Is this the real life?

Is this just fantasy?

Caught in a land slide,

No escape from reality.

Open your eyes, look up to the skies and see.

I'm just a poor boy, I need no sympathy.

Johnny Cade was a young boy, aging at only 16. Although his body deceived people into thinking he was younger, the years of being beaten down on caused his soul to age tremendously. In spite of the hardships life gave him, he was not bitter at the world nor did he live in hatred. He was a gentle young man who appreciated the world and all things living. That's why, when he found himself aiming a gun at a man's head, it was something he just couldn't phantom.

Mama,

Just killed a man.

Put a gun against his head,

pulled my trigger,

now he's dead.

Mama,

life had just begun,

But now I've thrown it all away.

With the gun planted in his trembling hands, Johnny mustered up his urge, up his impulse. He was such a gentle soul, he wouldn't hurt a fly. He really had not an idea what he was doing. But as he cocked the gun, he remembered why he was doing this. He was not one for violence, in fact, he hated it. But in the heat of the moment, that one sin that the man committed, was all that mattered. When Johnny pulled the trigger, he had tears streaked down his face. Why? Because he knew what he was doing. He didn't want to do it. But the voices, the voices they were everywhere, they were persistent. They told him the only way to get revenge was to murder this man. Disguised in beads of sweat and cramps in his gut, he gave in to the voices. When the gun was fired, and the man had fallen to the ground, lifeless, only one thought entered Johnny's head. What will Mama think?

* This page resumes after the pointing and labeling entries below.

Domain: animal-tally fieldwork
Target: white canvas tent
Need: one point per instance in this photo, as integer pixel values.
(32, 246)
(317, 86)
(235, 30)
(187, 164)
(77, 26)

Mama, didn't mean to make you cry.

If I'm not back again this time tomorrow,

Carry on, carry on as if nothing matters.

Too late, my time has come.

Sends shivers down my spine,

bodies aching all the time.

He was not close with his mother, in fact, quite the opposite. In between the brutal beatings he received from his father and the vicious slander he received from his mother, he did prefer her over his father. He never knew why. Maybe it was because, when ever his mother spat those horrid words at him, he could see in her eyes that, somewhere deep inside, she still had love for her son. In murdering the one and only man that he knew his mother to be fond of, he knew he'd have to flea. He knew she would put on her face and carry on as if he were never there. Neither of them. Surely she would temporarily grief for the man that Johnny assaulted. But for his own leave of absents, she would harden herself against her son. Even if there was a small love flickering inside her, it would be forgotten about, along with Johnny.

Goodbye, everybody, I've got to go.

Got to leave you all behind and face the truth.

Mama!

I don't want to die,

I sometimes wish I'd never been born at all.

Dropping the gun to the floor, he silently shrugged on his jacket and walked out into the night, leaving nothing behind but a lifeless man in pool of blood, his home, his mother who sat in non-belief, and his friends who he called family. He never thought he'd be leaving it all behind. He thought himself to live in this place all his life. Well, the tables surely turned for him. Freezing in the moment, Johnny realised he had forgotten something. The item was of no importance. He could've done without it. But he went back for it, in spite of that. Perhaps, he didn't want to leave quite yet. Or maybe he needed a last look at the man he had killed. Whatever it was, Johnny returned to the scene of the crime, standing there in silence, he simply stared. At his feet, drenched in his own crimson filth, laid his lifeless father.